Description from
Flora of China
Chamaesyce thymifolia (Linnaeus) Millspaugh.
Herbs, annual, 10-20 cm tall. Root fibrous. Stems slender and thin, many from base, usually prostrate, 1-2(-3) mm thick, with many adventitious roots, sparsely pilose. Leaves opposite; stipules lanceolate or linear, 1-1.5 mm, easily fallen; petiole ca. 1 mm; leaf blade rounded or cordate, margin usually finely serrulate, occasionally entire, both surfaces pubescent. Cyathia single or numerous clustered and axillary, peduncle 1-2 mm, sparsely pilose; involucre campanulate to turbinate, ca. 1 × 1 mm, outside shortly pilose, marginal lobes 5, ovate; glands 4, appendage white. Male flowers few, slightly exserted from involucre.
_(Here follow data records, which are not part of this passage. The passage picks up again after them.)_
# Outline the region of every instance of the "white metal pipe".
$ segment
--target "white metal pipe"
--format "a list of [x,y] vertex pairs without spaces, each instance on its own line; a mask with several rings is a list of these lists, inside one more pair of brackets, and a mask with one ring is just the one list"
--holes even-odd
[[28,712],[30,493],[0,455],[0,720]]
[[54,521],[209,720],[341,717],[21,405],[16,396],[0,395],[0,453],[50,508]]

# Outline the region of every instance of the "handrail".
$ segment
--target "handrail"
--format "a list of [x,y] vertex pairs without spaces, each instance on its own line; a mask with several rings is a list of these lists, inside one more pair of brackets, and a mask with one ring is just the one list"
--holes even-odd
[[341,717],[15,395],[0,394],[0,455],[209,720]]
Female flower: pedicel short; ovary shortly pubescent; styles free; stigma 2-lobed. Capsule 3-angular-ovoid, ca. 1.5 × 1.3-1.5 mm, smooth, shortly pubescent. Seeds ovoid-tetragonal, ca. 0.7 × 0.5 mm, dark red, each side with 4 or 5 transverse furrows; caruncle absent. Fl. and fr. Jun-Nov.
This species is used medicinally.
Roadsides, grasslands, scrub, fields, very common. Fujian, Guangdong, Guangxi, Hainan, Hunan, Jiangsu, Jiangxi, Taiwan, Yunnan, Zhejiang [widely spread in warm countries of both hemispheres].